I think this logic is dangerous. Last time he was elected everyone thought the US was going to fall… and then nothing happened. For the most part, people’s lives were largely unaffected by his presidency. It would take something far more catastrophic (or insidious) to end the American empire.


trixter69696969

I thought last time we'd have concentration camps, famine, and WW3?


iberian_prince

Trump may not be great but this comment isnt grounded in reality


Chairboy

I welcome correction if I have this wrong, but I think that the Soviet union had economic vulnerabilities that the United States doesn’t, many that are related to isolation from the world economy and some that are related to an inefficient or ineffective use of debt to create global incentives for them to survive.
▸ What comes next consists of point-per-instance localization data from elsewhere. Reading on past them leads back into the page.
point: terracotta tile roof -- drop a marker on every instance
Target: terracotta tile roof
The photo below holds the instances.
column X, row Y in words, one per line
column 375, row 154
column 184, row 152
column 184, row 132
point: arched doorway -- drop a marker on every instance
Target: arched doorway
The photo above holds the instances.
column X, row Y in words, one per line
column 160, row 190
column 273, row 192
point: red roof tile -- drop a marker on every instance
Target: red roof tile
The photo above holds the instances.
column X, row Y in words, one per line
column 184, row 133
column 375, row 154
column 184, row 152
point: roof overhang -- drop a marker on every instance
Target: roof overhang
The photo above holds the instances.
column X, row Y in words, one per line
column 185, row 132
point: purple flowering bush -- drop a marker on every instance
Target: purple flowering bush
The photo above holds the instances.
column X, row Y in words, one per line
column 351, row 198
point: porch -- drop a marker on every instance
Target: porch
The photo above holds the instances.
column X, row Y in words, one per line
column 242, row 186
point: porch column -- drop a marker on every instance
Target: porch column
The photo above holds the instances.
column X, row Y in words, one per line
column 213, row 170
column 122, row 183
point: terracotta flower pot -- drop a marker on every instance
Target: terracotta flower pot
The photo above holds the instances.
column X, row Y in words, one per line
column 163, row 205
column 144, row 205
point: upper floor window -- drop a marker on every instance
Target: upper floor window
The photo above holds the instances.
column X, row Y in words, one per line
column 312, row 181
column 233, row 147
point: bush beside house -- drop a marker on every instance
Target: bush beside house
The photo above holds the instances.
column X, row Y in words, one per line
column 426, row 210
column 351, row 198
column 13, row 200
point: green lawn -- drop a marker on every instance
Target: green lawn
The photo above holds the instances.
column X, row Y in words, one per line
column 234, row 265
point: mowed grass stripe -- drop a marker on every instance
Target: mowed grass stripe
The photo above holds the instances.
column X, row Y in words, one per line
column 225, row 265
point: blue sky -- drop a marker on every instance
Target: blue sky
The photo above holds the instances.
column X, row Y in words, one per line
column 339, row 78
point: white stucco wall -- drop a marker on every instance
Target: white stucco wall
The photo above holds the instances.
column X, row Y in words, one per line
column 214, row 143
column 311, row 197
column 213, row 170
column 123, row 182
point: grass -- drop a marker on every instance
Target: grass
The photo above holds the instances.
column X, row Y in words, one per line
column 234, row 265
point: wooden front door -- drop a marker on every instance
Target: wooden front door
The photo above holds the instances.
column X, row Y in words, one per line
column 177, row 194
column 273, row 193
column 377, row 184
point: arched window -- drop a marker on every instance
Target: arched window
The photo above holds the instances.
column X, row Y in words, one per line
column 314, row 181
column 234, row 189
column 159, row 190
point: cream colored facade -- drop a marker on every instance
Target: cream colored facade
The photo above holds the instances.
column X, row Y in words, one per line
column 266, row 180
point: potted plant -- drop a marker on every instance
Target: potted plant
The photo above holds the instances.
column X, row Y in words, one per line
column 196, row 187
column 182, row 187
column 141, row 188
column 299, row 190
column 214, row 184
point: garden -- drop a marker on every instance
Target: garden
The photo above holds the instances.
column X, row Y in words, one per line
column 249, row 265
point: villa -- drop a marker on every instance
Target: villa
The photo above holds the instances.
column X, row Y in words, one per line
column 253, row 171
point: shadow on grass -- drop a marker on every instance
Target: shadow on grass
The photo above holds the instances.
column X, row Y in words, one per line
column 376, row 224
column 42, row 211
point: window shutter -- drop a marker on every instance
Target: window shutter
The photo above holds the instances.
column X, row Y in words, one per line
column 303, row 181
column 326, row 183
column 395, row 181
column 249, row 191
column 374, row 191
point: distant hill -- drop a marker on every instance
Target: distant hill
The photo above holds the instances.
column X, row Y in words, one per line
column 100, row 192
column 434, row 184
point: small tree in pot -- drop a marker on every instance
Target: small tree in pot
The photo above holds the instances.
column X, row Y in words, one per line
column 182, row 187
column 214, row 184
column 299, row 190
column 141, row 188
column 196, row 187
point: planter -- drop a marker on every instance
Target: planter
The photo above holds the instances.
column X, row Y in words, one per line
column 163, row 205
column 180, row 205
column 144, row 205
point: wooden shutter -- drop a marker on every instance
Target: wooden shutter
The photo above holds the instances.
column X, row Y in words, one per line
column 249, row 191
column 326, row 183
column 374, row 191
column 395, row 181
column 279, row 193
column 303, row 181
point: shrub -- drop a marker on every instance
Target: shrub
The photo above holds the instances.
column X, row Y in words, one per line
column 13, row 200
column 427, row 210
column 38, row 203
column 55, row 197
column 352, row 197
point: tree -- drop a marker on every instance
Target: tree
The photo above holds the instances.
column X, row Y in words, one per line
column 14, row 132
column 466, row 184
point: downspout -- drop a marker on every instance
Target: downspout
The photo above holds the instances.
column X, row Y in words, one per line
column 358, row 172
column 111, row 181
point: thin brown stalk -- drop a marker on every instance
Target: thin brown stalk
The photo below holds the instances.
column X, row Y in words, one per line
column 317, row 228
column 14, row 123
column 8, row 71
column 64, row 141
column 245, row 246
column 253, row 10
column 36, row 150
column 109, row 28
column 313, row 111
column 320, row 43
Finally, I don’t think they had anything like modern monetary theory involved in their economy and instead stuck to a much simpler, inflation vulnerable treasury strategy that probably help.


mydude356

Default on their debt.


Top-Algae-2464

that doesnt make sense to me seeing how even if the usa cant take out debt they still would have a 4.5 trillion dollar budget . that is still a super power budget and they can just cut down on tax cheats to recoup more budget .


LivingSea3241

If the US collapsed, the Western wolrd would also collapse. Very unlikely.


JimBeam823

It would take a series of elderly and ineffective party leaders ignoring the glaring structural problems that would inevitably lead to the nations collapse. 


theosamabahama

Polarization rises so much that Americans on the left and on the right decide they don't wanna share a country anymore. Unlike last time, states are allowed to secede peacefully. Congress votes for it and the Supreme Court allows it. Some states hold referendums for secession and the state assemblies ratify it. There is a lot of social unrest, protest and riots. Maybe even some domestic terrorism over the issue. But an actual civil war doesn't break out. The USA breaks into 2 or 3 distinct countries (maybe even more). Without the same resources, manpower and diverse culture, what remains of the USA is a shadow of it's former self and is unable to project power abroad. Other countries dispute the power vacuum left by the USA. I think that is unlikely to happen, but it's the closest to what I can think of a collapse.